8. The method of claim 1 further comprising displaying human-readable identifiers of corresponding ones of the parameters adjacent corresponding ones of the graphs.
9. The method of claim 1 further comprising displaying a human-readable annotation indicative of said varying values of time.
10. The method of claim 1 further comprising displaying a panel with human-readable information pertaining to the nature of the large rotary electric machine.
11. A dashboard presenting data pertaining to a plurality of parameters, the dashboard comprising a plurality of graphs, each graph representing a sequence of severity levels of a corresponding one of the parameters along a linear axis corresponding to varying values of said time, with different ones of the severity levels corresponding to different ranges of deviation of amplitude values of the corresponding parameter from normal operating conditions and different ones of the severity levels encoded as different colors or tones, the graphs disposed parallel to one another.
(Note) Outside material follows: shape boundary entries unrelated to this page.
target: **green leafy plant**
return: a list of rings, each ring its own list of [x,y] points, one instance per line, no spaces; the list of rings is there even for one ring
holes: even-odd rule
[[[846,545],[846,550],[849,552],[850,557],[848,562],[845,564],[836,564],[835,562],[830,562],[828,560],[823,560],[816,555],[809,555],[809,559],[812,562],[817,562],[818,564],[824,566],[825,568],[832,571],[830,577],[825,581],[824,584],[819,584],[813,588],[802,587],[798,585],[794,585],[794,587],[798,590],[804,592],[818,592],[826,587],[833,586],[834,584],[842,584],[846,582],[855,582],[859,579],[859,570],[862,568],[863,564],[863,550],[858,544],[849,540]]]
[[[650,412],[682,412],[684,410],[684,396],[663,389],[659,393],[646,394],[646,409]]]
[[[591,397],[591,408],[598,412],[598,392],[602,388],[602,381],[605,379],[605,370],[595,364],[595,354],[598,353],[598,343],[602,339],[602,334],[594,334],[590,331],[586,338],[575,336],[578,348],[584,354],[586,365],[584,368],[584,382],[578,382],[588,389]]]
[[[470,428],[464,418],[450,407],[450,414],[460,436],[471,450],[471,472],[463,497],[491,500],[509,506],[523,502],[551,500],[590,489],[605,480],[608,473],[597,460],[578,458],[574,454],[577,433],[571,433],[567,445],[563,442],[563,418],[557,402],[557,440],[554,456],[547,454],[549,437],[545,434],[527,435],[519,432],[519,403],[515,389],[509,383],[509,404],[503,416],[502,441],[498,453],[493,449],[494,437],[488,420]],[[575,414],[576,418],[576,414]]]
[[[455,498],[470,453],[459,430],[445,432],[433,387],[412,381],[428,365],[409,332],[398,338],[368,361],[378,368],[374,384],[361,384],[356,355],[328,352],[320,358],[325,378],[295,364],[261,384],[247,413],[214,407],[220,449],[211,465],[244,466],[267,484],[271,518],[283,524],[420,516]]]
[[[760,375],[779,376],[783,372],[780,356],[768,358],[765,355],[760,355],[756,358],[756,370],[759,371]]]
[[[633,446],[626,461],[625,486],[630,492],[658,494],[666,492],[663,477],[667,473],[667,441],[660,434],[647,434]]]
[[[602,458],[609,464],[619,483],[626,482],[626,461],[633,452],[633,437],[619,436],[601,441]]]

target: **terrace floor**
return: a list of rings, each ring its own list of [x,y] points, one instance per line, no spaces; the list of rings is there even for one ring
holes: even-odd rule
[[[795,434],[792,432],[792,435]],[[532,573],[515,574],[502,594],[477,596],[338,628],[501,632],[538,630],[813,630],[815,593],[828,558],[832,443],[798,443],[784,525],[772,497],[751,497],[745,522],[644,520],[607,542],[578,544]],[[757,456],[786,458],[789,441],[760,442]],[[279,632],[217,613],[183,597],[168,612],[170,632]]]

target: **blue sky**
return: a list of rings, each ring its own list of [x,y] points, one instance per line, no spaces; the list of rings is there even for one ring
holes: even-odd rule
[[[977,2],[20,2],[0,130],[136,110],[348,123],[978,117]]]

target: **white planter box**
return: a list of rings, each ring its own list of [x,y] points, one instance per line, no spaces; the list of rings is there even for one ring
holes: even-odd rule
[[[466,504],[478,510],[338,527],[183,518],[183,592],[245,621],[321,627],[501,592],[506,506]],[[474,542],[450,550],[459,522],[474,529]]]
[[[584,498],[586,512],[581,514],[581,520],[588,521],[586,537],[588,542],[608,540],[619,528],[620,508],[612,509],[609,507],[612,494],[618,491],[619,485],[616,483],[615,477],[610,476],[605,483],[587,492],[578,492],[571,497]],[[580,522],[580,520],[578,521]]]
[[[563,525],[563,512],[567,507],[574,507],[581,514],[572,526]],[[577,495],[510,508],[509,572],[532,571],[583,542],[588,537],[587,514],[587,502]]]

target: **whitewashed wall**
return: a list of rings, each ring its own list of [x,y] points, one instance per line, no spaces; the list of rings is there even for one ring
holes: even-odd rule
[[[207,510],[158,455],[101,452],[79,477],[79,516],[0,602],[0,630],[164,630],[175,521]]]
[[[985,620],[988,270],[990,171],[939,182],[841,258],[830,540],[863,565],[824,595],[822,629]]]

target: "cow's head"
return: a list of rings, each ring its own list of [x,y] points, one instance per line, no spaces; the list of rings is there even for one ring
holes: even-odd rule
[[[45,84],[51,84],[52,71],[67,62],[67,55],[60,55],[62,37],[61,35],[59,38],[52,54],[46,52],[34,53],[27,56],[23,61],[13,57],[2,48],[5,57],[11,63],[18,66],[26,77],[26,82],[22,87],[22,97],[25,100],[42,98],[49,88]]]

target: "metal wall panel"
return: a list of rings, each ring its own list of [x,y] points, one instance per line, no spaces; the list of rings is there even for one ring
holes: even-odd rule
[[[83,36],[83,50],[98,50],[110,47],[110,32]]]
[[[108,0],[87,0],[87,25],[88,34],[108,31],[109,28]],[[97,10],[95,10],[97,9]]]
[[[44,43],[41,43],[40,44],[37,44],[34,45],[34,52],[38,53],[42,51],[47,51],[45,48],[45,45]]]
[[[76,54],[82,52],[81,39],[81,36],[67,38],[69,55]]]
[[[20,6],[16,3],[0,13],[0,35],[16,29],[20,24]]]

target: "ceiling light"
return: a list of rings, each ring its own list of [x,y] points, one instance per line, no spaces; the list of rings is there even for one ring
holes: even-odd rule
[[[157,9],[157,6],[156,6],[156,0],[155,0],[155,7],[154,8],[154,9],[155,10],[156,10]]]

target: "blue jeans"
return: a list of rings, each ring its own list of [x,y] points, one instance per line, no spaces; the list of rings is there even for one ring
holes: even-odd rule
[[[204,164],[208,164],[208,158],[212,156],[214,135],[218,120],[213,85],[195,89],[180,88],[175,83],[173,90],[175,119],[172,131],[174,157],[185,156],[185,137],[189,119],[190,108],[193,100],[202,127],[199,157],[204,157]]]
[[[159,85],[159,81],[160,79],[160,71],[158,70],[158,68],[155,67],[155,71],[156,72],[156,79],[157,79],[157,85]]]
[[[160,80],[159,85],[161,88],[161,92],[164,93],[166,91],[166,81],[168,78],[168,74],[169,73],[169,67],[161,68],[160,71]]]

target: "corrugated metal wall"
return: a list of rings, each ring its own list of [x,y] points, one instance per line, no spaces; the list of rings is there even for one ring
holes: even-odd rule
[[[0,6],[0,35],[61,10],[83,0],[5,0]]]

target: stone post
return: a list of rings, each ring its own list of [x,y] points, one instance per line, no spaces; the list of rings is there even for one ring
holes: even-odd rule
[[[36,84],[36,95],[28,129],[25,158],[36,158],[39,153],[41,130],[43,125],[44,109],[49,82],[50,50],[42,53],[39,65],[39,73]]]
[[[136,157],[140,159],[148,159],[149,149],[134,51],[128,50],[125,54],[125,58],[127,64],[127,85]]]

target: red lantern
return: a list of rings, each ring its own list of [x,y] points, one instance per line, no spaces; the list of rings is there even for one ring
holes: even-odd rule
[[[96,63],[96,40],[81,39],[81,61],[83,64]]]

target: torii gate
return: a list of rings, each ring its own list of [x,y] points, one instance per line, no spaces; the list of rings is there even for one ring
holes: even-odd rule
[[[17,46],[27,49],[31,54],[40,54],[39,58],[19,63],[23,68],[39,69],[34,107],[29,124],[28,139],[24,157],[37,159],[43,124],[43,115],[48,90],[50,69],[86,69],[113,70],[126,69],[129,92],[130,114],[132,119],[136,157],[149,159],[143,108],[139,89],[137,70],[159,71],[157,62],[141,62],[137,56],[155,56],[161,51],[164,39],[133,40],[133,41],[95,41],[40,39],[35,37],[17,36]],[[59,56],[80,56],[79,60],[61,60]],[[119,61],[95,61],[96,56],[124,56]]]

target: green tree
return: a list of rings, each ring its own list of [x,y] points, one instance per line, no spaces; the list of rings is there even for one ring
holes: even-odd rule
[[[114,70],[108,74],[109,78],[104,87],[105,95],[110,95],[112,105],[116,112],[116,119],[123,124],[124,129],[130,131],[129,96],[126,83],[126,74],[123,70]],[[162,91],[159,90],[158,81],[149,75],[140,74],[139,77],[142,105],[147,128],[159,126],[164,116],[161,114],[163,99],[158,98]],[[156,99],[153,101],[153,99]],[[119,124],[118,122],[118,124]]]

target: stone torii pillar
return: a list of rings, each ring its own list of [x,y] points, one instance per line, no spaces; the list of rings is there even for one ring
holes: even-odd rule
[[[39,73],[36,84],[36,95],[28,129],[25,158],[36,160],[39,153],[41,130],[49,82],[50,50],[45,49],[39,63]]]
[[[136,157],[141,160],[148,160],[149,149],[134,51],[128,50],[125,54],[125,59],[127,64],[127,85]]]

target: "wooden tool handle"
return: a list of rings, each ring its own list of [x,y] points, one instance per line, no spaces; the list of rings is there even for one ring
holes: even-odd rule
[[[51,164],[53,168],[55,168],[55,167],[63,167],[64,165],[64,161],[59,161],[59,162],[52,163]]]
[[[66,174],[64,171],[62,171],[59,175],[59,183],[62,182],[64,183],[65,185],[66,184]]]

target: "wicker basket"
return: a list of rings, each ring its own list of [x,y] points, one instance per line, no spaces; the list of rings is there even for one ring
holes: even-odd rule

12. The dashboard of claim 11 wherein said different severity levels correspond to increasing deviations from a range of said amplitude values corresponding to a normal severity level, and include at least one higher severity level, further comprising a warning icon associated to a higher severity level displayed in at least one of the linear graphs.
13. The dashboard of claim 11 wherein said parameters include at least one parameter pertaining to poles of the large rotary electric machine.
14. The dashboard of claim 11 wherein said parameters include at least one parameter pertaining to end windings of the large rotary electric machines.
15. The dashboard of claim 11 further comprising human-readable identifiers of corresponding ones of the parameters adjacent corresponding ones of the graphs.
16. The dashboard of claim 11 further comprising a human-readable annotation indicative of said varying values of time.
17. The dashboard of claim 11 further comprising a panel with human-readable information pertaining to the nature of the large rotary electric machine.
18. A method of displaying data pertaining to a plurality of parameters of a rotary machine on a display screen using a computer, the method comprising: displaying a plurality of graphs disposed parallel to one another, each graph extending linearly from a first end to a second end along a temporal axis spanning incremental values of time, and representing a sequence of severity levels of a corresponding one of the parameters encoded as different colors or tones over the incremental values of time, the incremental values of time being common to each one of the plurality of graphs such that severity levels aligned transversally to the temporal axes correspond to simultaneous moments in time.